A month later, Barber told RNS, Pearson asked him to come speak at a rally in Memphis hosted by the MCAP and the Tennessee chapter of the Poor People’s Campaign.
“If God be for us, it doesn’t matter if the whole world is against us,” Barber declared to the crowd at the rally. “Not here. Not Now. Not on our watch.”
Pearson and his fellow advocates went on to defeat the pipeline, and when he was elected to the state House, he listed affiliation with the Poor People’s Campaign in his official biography.
Things may come full circle for Pearson and Jones on Monday, when Barber and others are holding a major Moral Mondays protest in Nashville — an event, which Jones helped promote in a joint MSNBC appearance with Barber over the weekend, that happens to coincide with the 10-year anniversary of the first Moral Mondays protest.

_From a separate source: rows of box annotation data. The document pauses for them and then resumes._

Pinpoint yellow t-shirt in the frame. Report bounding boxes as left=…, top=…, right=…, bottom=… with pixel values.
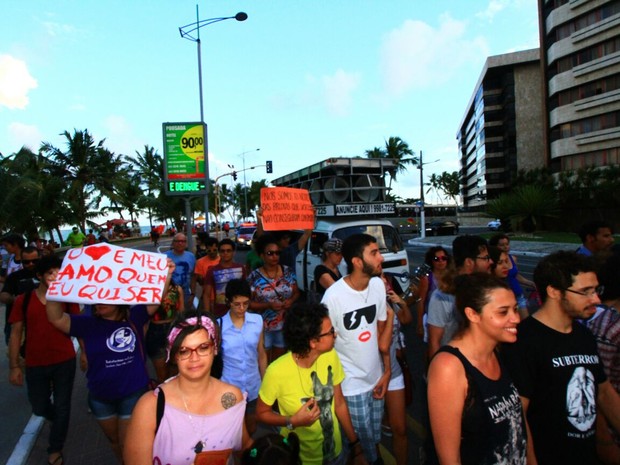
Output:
left=258, top=350, right=344, bottom=465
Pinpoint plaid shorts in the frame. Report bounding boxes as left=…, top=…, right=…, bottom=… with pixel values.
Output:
left=344, top=391, right=383, bottom=463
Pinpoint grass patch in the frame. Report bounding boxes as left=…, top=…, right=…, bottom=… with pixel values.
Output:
left=481, top=231, right=581, bottom=245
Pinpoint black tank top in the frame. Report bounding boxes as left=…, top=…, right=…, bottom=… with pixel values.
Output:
left=439, top=346, right=527, bottom=465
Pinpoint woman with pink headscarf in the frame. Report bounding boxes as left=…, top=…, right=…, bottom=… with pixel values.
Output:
left=124, top=310, right=252, bottom=465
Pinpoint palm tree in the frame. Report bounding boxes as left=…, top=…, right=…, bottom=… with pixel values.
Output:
left=41, top=129, right=117, bottom=231
left=127, top=145, right=164, bottom=227
left=426, top=171, right=461, bottom=205
left=365, top=137, right=419, bottom=191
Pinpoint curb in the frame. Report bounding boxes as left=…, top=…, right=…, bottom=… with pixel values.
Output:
left=6, top=415, right=45, bottom=465
left=407, top=239, right=560, bottom=258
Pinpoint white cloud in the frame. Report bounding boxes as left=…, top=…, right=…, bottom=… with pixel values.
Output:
left=41, top=21, right=77, bottom=37
left=322, top=69, right=360, bottom=116
left=476, top=0, right=510, bottom=22
left=271, top=69, right=361, bottom=116
left=103, top=115, right=145, bottom=157
left=7, top=122, right=43, bottom=152
left=381, top=15, right=489, bottom=97
left=0, top=55, right=37, bottom=110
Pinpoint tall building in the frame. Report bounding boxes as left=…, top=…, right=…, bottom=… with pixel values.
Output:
left=457, top=49, right=545, bottom=212
left=538, top=0, right=620, bottom=173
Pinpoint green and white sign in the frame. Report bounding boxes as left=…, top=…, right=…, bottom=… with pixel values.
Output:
left=162, top=123, right=209, bottom=195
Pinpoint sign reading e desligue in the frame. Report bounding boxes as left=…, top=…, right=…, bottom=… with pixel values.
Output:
left=162, top=123, right=209, bottom=196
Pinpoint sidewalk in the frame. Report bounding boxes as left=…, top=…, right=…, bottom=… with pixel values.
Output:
left=407, top=236, right=579, bottom=257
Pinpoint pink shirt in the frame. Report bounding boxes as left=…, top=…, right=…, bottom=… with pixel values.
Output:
left=153, top=389, right=246, bottom=465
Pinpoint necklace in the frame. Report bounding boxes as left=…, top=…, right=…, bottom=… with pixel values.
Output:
left=293, top=355, right=319, bottom=398
left=177, top=385, right=207, bottom=454
left=347, top=275, right=370, bottom=304
left=263, top=266, right=279, bottom=281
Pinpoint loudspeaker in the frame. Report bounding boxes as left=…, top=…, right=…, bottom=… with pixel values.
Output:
left=323, top=178, right=351, bottom=203
left=353, top=174, right=382, bottom=202
left=308, top=179, right=323, bottom=205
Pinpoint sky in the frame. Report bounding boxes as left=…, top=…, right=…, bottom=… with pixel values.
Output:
left=0, top=0, right=539, bottom=210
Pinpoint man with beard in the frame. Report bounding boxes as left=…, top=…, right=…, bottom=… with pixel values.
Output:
left=504, top=251, right=620, bottom=465
left=322, top=234, right=391, bottom=464
left=427, top=234, right=493, bottom=360
left=166, top=233, right=196, bottom=309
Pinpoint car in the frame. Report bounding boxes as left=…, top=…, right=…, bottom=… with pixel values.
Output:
left=235, top=226, right=256, bottom=249
left=426, top=220, right=459, bottom=236
left=487, top=219, right=502, bottom=231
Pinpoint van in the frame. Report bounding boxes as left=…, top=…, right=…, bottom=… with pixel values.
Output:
left=295, top=218, right=409, bottom=291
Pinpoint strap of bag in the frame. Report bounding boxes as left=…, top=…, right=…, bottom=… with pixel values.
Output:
left=22, top=290, right=34, bottom=350
left=155, top=386, right=166, bottom=434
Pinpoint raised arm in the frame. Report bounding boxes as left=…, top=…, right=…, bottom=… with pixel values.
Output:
left=146, top=258, right=176, bottom=315
left=45, top=299, right=71, bottom=334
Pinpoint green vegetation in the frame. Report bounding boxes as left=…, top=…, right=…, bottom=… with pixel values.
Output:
left=480, top=231, right=581, bottom=248
left=0, top=129, right=267, bottom=244
left=486, top=165, right=620, bottom=232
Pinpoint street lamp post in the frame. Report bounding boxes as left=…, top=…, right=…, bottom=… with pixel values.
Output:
left=237, top=149, right=260, bottom=221
left=179, top=5, right=248, bottom=237
left=418, top=150, right=439, bottom=239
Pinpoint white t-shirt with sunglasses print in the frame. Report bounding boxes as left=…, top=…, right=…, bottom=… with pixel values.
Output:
left=321, top=278, right=387, bottom=396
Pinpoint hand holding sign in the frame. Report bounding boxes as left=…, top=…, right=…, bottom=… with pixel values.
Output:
left=47, top=244, right=174, bottom=305
left=260, top=187, right=314, bottom=231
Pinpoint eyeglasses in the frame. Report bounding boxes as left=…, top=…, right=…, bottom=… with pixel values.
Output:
left=317, top=326, right=336, bottom=339
left=177, top=342, right=213, bottom=360
left=230, top=300, right=250, bottom=308
left=564, top=285, right=605, bottom=297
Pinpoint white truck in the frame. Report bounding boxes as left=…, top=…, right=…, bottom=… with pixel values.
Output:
left=272, top=158, right=409, bottom=291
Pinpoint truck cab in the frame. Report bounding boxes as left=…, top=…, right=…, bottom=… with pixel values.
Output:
left=272, top=157, right=409, bottom=291
left=295, top=218, right=409, bottom=291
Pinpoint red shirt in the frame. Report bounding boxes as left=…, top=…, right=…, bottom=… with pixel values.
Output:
left=9, top=291, right=80, bottom=367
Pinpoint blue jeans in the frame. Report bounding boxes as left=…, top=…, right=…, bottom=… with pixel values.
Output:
left=26, top=358, right=75, bottom=454
left=88, top=387, right=147, bottom=420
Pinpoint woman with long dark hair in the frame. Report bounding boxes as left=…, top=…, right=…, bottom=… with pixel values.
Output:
left=428, top=273, right=527, bottom=465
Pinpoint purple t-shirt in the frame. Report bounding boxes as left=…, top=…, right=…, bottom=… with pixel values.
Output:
left=69, top=305, right=149, bottom=401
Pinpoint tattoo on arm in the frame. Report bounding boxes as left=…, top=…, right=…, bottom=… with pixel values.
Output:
left=222, top=392, right=237, bottom=410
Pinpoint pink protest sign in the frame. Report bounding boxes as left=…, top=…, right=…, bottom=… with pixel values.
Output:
left=47, top=244, right=168, bottom=305
left=260, top=187, right=314, bottom=231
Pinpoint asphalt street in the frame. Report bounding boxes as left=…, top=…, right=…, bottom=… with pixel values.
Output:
left=0, top=232, right=574, bottom=465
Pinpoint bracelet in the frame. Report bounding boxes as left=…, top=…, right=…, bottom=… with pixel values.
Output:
left=349, top=438, right=360, bottom=450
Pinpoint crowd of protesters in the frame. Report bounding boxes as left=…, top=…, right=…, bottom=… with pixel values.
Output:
left=0, top=218, right=620, bottom=465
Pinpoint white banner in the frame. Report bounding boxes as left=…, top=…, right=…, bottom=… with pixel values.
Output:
left=336, top=203, right=394, bottom=216
left=47, top=244, right=168, bottom=305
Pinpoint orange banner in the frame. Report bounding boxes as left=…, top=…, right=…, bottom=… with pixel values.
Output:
left=260, top=187, right=314, bottom=231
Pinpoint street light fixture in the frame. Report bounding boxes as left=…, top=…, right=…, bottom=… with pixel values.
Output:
left=237, top=149, right=260, bottom=221
left=179, top=5, right=248, bottom=237
left=418, top=150, right=439, bottom=239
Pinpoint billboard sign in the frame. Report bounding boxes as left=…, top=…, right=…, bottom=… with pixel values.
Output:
left=162, top=123, right=209, bottom=196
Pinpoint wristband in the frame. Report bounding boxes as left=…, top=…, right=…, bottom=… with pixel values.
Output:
left=349, top=438, right=360, bottom=450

As lawmakers potentially debate gun-related legislation inside the Tennessee State Capitol, faith leaders from across the religious spectrum plan to join other gun control advocates to march from a Methodist church and into the Capitol building carrying caskets designed for children to highlight the victims of gun violence.
Among those marching will be McIntyre, who hopes the attention will help others across the country understand why so many Tennessee faith leaders like herself feel compelled to pursue activism in the first place.
“There are so many organizers, so many faith leaders, so many amazing organizations in Nashville and across the state doing really, really hard and powerful work,” she said. “I hope the nation sees how difficult this work has been.”